Simorgh at SemEval-2026 task 7: Region-Aware Hybrid Retrieval for Low-Resource Cultural Reasoning in Multilingual Question Answering
Quick Take
The paper presents a region-aware hybrid retrieval method for culturally grounded multilingual question answering using the Qwen3-14B model, improving cross-lingual stability over traditional parametric inference. Despite advancements, performance disparities remain between languages with varying training data availability.
Key Points
- Introduces a hybrid retrieval approach combining BM25 and dense semantic similarity.
- Utilizes the BLEnD benchmark with a multilingual corpus of 30 languages.
- Improvements noted in culturally grounded question answering with Qwen3-14B model.
- Performance gaps persist between high and low resource languages.
- Retrieval augmentation does not fully address training data imbalance issues.
Article Content
From source RSS / original summaryarXiv:2605. 27636v1 Announce Type: new Abstract: Although Large Language Models (LLMs) demonstrate excellent capabilities and performance for general reasoning tasks within the general public domain, they may face challenges with culturally grounded knowledge within languages with limited digital and textual data.
In this paper, we investigate culturally grounded multiple-choice question answering with the BLEnD benchmark, which consists of a multilingual corpus of 30 languages and covers various socio-cultural domains, such as cuisine, sports, family, etc.

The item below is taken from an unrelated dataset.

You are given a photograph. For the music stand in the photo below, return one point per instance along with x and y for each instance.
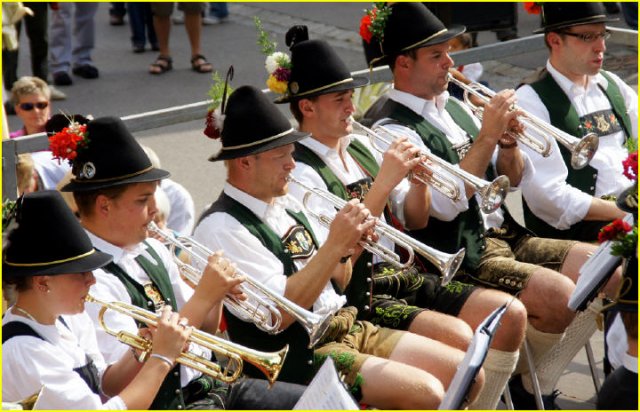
(473, 360)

We propose a region-aware hybrid retrieval approach that combines BM25 lexical matching and dense semantic similarity with regional weighting heuristics to improve the relevance of the answer.
The retrieved documents are used to construct a structured prompt for the Qwen3-14B quantized model with logit-based deterministic answer selection. The experimental results show improvements to cross-lingual stability with the hybrid retrieval approach over pure parametric inference for culturally grounded question answering. However, there are still notable performance gaps between languages with more and less training data.
This shows that the limitations of the retrieval augmentation approach are not entirely overcome by the training data imbalance problem.